Xennials are not a thing, huh?
To that I say: “bullpucky”

According to this article, the idea of the Xennial generational cohort is all just a sham. I beg to differ.
“Over the last month, the internet has embraced the idea that there’s a generational cohort of people born in 1977 through 1983 that should be labeled “Xennials” (half Generation X and half Millennial).”
Actually, the concept of this generational cohort was first talked about in Slate’s 2011 article dubbing the cohort as “Generation Catalano”. However, it was in 2015 when most caught on to the idea, as the “Oregon Trail Generation”.

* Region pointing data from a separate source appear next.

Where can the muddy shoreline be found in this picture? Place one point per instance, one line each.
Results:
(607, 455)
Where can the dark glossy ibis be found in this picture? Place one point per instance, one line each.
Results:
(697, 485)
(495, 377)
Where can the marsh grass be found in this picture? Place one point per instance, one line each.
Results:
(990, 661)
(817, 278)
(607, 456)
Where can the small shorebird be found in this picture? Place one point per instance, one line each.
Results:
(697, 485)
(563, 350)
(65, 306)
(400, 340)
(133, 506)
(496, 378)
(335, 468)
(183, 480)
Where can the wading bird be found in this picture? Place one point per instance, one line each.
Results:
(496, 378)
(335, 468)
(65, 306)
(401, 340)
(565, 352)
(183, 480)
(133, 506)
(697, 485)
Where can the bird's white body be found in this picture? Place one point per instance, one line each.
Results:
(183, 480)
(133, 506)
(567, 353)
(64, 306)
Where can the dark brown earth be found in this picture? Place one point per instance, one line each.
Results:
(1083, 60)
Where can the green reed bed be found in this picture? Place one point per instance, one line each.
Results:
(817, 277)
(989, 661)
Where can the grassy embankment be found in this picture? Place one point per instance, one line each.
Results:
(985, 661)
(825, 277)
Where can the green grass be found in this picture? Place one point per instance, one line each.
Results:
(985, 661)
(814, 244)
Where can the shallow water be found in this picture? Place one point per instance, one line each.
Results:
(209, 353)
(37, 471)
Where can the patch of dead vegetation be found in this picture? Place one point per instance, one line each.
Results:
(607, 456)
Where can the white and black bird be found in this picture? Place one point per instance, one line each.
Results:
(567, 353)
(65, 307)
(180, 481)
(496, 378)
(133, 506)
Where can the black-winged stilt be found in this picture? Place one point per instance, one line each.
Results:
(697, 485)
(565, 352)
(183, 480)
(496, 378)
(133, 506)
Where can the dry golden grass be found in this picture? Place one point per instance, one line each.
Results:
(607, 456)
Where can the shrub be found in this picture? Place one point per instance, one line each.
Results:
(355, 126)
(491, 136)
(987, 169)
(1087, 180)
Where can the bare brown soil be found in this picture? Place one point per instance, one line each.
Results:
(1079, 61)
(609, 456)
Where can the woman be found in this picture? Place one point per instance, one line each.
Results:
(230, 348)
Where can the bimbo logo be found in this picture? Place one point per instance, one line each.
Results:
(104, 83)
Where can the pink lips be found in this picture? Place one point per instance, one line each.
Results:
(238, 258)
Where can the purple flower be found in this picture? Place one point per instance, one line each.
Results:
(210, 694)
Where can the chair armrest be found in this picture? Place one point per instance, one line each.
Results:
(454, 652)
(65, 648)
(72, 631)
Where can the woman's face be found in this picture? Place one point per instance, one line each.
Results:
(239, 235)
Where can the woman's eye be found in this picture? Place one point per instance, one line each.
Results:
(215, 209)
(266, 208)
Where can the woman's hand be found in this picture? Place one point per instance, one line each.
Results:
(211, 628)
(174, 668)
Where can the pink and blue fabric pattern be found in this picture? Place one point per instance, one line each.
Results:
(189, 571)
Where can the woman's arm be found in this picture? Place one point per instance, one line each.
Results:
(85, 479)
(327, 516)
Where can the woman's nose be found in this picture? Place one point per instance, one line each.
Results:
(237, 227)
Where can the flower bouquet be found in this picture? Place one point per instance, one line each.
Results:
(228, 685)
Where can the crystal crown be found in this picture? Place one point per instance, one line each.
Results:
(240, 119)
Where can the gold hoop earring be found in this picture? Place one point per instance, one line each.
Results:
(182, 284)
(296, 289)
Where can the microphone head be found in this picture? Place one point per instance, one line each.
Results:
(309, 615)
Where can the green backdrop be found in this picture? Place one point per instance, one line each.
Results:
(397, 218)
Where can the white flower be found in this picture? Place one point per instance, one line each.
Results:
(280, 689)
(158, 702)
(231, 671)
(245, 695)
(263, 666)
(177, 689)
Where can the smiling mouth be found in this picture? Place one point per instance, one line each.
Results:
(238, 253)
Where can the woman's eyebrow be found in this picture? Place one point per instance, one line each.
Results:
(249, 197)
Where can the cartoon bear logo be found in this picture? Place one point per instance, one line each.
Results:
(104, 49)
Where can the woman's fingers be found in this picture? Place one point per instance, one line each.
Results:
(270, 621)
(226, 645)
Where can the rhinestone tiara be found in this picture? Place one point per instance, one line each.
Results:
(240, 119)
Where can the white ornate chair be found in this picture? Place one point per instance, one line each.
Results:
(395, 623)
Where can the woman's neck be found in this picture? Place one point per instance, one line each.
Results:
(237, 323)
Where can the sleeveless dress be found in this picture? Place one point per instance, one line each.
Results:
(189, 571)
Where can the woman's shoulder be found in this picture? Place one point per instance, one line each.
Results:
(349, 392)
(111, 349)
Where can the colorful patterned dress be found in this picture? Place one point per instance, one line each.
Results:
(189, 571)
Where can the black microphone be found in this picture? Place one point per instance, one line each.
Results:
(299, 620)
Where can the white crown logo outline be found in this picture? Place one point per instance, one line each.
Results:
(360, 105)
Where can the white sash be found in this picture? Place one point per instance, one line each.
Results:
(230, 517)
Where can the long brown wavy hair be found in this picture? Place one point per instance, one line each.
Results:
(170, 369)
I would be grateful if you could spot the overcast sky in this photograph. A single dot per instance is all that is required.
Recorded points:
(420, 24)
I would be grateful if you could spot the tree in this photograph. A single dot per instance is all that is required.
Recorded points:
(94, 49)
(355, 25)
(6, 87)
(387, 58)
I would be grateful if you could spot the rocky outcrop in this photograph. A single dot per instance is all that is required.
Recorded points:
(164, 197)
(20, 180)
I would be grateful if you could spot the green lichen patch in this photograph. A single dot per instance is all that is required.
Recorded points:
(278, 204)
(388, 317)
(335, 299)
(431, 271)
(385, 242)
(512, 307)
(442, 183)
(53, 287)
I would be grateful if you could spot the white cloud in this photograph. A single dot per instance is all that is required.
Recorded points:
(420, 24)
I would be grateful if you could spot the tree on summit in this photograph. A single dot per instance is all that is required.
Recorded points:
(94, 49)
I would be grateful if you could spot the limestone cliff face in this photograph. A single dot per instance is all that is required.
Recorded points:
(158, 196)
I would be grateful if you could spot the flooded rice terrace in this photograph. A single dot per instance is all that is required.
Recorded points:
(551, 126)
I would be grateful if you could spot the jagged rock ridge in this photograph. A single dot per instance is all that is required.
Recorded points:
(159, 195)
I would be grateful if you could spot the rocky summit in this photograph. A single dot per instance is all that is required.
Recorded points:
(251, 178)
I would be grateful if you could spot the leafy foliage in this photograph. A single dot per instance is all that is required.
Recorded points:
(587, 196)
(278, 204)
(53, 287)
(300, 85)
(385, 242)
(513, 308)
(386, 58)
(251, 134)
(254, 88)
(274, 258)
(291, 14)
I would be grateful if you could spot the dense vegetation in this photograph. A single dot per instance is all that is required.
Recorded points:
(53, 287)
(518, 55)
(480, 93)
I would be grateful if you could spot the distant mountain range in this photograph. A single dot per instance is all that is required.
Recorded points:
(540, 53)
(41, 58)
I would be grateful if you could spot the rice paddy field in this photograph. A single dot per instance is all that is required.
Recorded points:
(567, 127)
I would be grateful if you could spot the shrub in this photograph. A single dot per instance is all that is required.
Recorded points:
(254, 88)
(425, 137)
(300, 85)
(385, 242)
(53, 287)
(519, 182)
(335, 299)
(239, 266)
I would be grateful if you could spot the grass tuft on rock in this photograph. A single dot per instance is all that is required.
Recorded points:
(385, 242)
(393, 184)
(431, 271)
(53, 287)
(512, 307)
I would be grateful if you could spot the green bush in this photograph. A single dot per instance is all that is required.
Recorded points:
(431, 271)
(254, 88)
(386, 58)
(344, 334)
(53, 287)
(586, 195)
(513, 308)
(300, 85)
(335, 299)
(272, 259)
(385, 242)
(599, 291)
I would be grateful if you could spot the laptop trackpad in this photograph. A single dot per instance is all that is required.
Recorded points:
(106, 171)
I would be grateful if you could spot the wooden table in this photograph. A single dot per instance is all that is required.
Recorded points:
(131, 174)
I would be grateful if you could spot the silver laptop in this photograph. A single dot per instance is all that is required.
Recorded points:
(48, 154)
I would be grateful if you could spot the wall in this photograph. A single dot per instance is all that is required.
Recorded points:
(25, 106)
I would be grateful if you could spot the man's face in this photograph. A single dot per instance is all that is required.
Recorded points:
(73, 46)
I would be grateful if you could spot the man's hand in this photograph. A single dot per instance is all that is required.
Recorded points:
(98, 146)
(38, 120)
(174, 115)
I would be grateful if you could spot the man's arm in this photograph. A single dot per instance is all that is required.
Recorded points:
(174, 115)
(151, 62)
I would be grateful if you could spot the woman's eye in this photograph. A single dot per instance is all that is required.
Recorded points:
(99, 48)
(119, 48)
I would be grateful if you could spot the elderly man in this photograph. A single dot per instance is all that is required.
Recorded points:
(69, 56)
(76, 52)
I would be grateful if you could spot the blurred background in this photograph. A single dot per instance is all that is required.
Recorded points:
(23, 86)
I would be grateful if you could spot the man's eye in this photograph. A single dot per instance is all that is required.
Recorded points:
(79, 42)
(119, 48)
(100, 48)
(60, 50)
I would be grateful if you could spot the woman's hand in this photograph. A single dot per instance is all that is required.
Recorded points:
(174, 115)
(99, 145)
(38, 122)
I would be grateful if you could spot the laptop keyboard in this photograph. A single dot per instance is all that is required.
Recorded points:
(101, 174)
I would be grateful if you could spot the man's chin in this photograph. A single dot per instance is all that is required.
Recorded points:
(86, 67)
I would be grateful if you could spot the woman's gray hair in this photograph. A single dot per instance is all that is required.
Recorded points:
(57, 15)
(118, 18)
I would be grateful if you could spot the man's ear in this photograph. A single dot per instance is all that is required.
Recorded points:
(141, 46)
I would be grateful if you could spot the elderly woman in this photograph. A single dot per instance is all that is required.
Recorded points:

“To start with, what makes a group of people a generational cohort is what happened when they were coming of age, essentially during their teenage years…The talk about Xennials today is more about what they are experiencing now, in their late-20s and early-30s. It’s more about life stage than generational cohort effects.”
To start with, Xennials are between the ages of 34 to 40, not “late-20s and early-30s”.

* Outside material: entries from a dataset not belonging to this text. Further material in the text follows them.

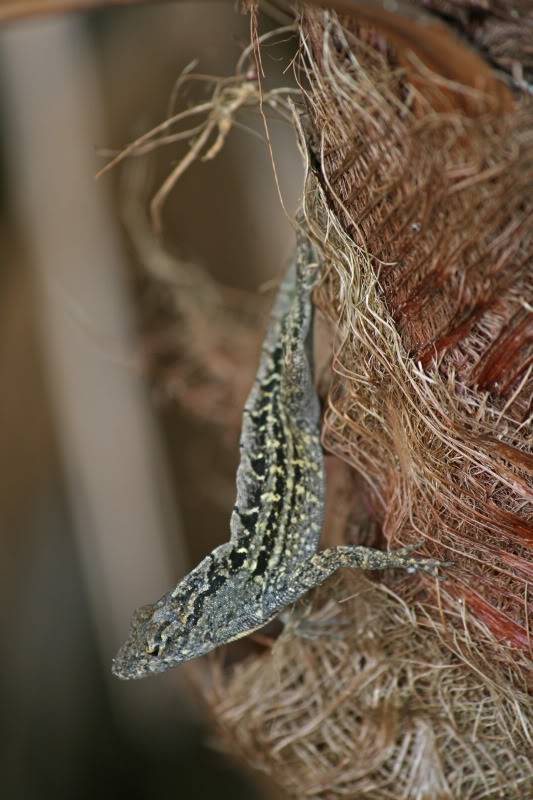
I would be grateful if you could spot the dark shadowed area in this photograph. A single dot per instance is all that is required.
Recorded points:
(111, 486)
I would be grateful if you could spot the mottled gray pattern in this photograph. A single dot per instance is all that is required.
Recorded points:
(271, 558)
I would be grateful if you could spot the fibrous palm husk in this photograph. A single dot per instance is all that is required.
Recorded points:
(406, 688)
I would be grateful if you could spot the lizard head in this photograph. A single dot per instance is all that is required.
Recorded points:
(176, 629)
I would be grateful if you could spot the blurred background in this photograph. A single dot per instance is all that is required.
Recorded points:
(111, 488)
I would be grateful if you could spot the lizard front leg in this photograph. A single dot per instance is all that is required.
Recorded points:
(322, 565)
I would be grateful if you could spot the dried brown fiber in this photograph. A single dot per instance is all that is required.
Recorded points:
(419, 195)
(424, 217)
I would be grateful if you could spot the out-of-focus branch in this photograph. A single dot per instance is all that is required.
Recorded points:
(19, 9)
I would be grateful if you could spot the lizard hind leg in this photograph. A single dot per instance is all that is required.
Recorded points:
(321, 565)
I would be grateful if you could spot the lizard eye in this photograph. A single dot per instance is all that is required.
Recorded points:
(152, 648)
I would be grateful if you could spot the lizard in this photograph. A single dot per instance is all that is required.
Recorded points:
(272, 556)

Xennials are very much define by our coming of age, not our life stage. As I like to say: we grew up *with* the internet (as in it aged along with us, as if it were are classmate per-say). Let’s not forget Xennials literally invented social media. We had a “AOL adolescence”, our teenage years were filled with War on Terror and our first jobs or the pursuit of one was defined by the Great Recession.
It’s important we recognize the Xennial generational cohort because of its uniqueness. We lived and helped mold our culture’s transition from the analog to digital, all while the rest of the institutions and world around were up in metaphorical flames.